Enforcement record and outlook

Public-sector enforcement under the Stanca Act has been steady but uneven across Italy's devolved geography. AgID prioritises corrective-action orders in the first instance, reserving administrative penalties for repeat offenders. The first cohort of Stanca-Act penalty decisions appealed to the TAR (2023–2025) has produced a roughly even split between full upholding and partial reduction of the fine.

Private-sector enforcement under D.Lgs. 82/2022 started only on 28 June 2025 and remains in its first surveillance cycle as of mid-2026. AgID's published 2025–2026 work plan prioritises banking-app accessibility, e-commerce checkout accessibility, self-service ticketing kiosks at major transport hubs (Trenitalia, ATAC, ATM Milano), and e-book reader devices placed on the Italian market. The first round of penalty decisions is expected through the second half of 2026; AgID is expected to offer regulated entities a 60–90-day corrective-action window before assessing penalties, except in egregious cases.

Legge 67/2006 litigation has been the most active enforcement strand over the last decade. Decisions in 2024 and 2025 against major Italian retail banks and several university enrolment platforms produced damages awards in the €5,000–€25,000 per-claimant range, with injunctive orders requiring remediation within 6–12 months and publication of the judgment in national newspapers. The Court of Cassation's accessibility jurisprudence trends towards expanding "reasonable accommodation" as a positive duty on private-sector operators of public-interest services.

What's coming in 2026–27

Three developments to watch. First, AgID secondary guidance on EAA technical-file content, conformity assessment, and notified-body designation continues to be operationalised through 2026, with several draft updates issued for consultation in early 2026. Second, the long-debated formal recognition of Italian Sign Language (LIS) as an official language remains on the legislative agenda; passage would directly affect accessibility requirements for audiovisual media services and emergency-communications services under the EAA and the European Electronic Communications Code. Third, the AgID update of the national guidelines to track WCAG 2.2 is expected once EN 301 549 is formally republished in the EU Official Journal — scheduled for 2026.

Italy's next periodic report to the CRPD Committee is due in 2027, and accessibility implementation under the Stanca Act, D.Lgs. 106/2018 and D.Lgs. 82/2022 will feature prominently in the next round of Concluding Observations.

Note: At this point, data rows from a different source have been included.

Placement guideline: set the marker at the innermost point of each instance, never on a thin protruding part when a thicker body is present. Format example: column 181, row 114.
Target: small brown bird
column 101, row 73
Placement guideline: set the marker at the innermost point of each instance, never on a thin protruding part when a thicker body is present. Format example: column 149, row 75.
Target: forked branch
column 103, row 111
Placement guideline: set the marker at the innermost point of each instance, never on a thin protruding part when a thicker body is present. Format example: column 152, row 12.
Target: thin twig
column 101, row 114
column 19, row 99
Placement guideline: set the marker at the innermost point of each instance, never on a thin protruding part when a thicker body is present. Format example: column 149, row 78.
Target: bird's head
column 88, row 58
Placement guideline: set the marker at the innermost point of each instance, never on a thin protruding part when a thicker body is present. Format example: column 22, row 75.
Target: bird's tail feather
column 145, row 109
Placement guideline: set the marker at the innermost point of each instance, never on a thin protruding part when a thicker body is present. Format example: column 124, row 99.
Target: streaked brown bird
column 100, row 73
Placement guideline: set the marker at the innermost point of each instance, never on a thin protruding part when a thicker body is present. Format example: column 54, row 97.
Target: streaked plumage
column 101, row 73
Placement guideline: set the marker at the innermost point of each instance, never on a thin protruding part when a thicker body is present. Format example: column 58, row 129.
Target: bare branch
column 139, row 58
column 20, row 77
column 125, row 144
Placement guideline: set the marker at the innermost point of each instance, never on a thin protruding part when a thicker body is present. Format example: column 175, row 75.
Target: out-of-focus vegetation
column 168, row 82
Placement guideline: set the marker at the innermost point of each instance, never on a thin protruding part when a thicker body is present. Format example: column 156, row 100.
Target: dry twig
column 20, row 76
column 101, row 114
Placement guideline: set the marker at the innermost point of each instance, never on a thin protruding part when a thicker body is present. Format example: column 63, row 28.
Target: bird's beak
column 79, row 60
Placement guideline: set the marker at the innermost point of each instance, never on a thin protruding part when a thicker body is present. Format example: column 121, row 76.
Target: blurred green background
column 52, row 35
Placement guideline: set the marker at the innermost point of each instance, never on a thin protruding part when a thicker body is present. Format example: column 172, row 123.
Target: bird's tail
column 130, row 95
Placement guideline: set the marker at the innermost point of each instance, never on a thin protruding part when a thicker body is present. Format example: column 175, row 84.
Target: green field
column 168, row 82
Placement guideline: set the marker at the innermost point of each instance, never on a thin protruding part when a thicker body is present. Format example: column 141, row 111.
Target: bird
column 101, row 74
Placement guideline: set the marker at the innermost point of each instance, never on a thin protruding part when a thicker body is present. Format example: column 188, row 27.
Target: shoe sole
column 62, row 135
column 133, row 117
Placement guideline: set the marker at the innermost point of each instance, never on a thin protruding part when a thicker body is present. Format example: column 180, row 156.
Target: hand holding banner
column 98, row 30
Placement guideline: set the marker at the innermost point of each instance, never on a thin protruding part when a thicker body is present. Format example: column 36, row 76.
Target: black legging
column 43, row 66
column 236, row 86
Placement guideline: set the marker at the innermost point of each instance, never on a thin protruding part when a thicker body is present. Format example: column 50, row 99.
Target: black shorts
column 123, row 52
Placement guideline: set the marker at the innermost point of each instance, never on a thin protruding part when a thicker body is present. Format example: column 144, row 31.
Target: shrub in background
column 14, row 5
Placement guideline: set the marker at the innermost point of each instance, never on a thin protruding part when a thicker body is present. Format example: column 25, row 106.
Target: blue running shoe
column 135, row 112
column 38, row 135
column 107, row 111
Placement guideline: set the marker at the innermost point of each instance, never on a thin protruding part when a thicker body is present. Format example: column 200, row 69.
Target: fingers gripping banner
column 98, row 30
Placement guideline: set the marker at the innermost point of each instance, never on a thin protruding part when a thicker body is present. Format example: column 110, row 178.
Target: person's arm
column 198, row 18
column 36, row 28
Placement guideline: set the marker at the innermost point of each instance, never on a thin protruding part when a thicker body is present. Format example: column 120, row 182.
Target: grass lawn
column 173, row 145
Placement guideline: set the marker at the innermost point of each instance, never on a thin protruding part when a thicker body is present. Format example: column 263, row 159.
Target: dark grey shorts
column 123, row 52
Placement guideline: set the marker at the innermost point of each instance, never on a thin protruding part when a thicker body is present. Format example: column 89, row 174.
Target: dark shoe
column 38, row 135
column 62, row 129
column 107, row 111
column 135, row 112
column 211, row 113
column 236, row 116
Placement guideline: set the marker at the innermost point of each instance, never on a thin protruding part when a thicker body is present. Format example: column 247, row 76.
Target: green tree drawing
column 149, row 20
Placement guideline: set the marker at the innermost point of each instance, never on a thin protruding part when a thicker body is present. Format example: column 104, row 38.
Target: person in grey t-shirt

The 2024–2028 Italian biennial action plan on disability — adopted by the Osservatorio Nazionale and approved by Prime Ministerial decree — coordinates implementation across AgID, UNAR, AGCOM and the Garante Privacy.

The practical compliance checklist for 2026

If you operate an Italian public-sector website or mobile app: publish or refresh your dichiarazione di accessibilità against AgID's template; verify WCAG 2.1 AA via EN 301 549 v3.2.1; submit to AgID monitoring when called; ensure procurement specs under D.Lgs. 36/2023 and Stanca-Act Article 4 carry binding accessibility requirements.

If you place an EAA-regulated product on the Italian market: assemble the technical file under the 2023 AgID guidelines; affix the CE mark where applicable; issue the EU Declaration of Conformity in Italian (or another EU language with Italian on request); cooperate with AgID market surveillance.

If you provide an EAA-regulated service in Italy: publish a structured "information for consumers" notice in Italian; align to WCAG 2.1 AA and EN 301 549 service requirements; designate a single point of contact for complaints; document your conformity assessment.

The through line

Italy combines the EU's oldest national digital-accessibility statute (the Stanca Act, 2004) with one of the EU's earliest EAA transpositions (D.Lgs. 82/2022, in force from 28 June 2025). The framework is comprehensive on paper; the persistent enforcement question is whether AgID's monitoring methodology, supplemented by Legge 67/2006 civil litigation and UNAR's equality-body role, can close the conformance gap across Italy's devolved sub-national administrations. The €40,000 per-violation EAA ceiling is mid-range in the EU, but the procurement-disqualification and uncapped civil-damages layers above it are where the real economic exposure lives.